No zal opengescheurd worden
en Nof zal dagelijks in nood zijn.
17 De jonge mannen van Aven en Pi-Beseth zullen door het zwaard vallen
en de jonge vrouwen zullen in gevangenschap gaan.
18 En in Tachpanhes zal de dag ingehouden worden,
als Ik de jukken van Egypte daar breek
en zijn sterke trots er doe ophouden.
Een wolk zal hem bedekken,
en zijn dochters zullen in gevangenschap gaan.

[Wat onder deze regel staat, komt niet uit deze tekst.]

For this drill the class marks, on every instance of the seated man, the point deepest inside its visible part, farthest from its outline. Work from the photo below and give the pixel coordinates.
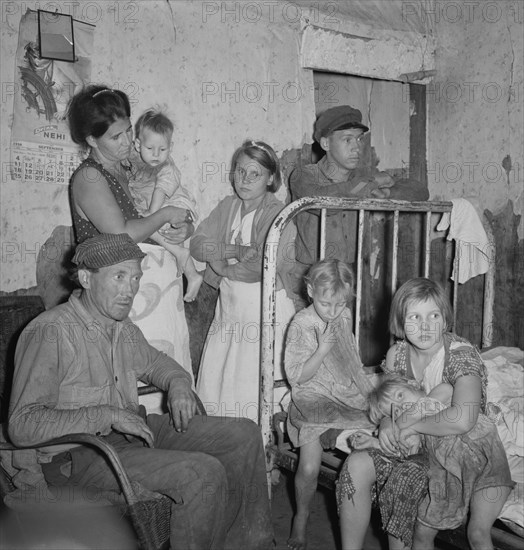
(76, 369)
(340, 173)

19 Zo zal Ik strafgerichten over Egypte voltrekken. Dan zullen zij weten dat Ik de HEERE ben.
Het oordeel over de farao
20 Het gebeurde in het elfde jaar, in de eerste maand , op de zevende van de maand, dat het woord van de HEERE tot mij kwam:
21 Mensenkind, Ik heb de arm van de farao, de koning van Egypte, gebroken. En zie, hij is niet verbonden door een verband aan te leggen om hem te verbinden, om genezing te brengen, om hem sterk genoeg te maken om het zwaard te hanteren.
22 Daarom, zo zegt de Heere HEERE: Zie, Ik zál de farao, de koning van Egypte! Ik zal zijn beide armen breken, zowel die nog sterk is als die al gebroken is, en Ik zal het zwaard uit zijn hand doen vallen.
23 Ik zal de Egyptenaren verspreiden onder de heidenvolken en Ik zal hen verstrooien over de landen.
24 Ik zal de armen van de koning van Babel sterk maken en Ik zal Mijn zwaard in zijn hand geven, maar de armen van de farao zal Ik breken, zodat die voor zijn ogen kermen zal, zoals een dodelijk gewonde kermt.
25 Ik zal de armen van de koning van Babel sterk maken, maar de armen van de farao zullen slap neervallen. Dan zullen zij weten dat Ik de HEERE ben, als Ik Mijn zwaard in de hand van de koning van Babel geef en hij het over het land Egypte uitstrekt.
26 Ik zal de Egyptenaren verspreiden onder de heidenvolken en Ik zal hen verstrooien over de landen. Dan zullen zij weten dat Ik de HEERE ben.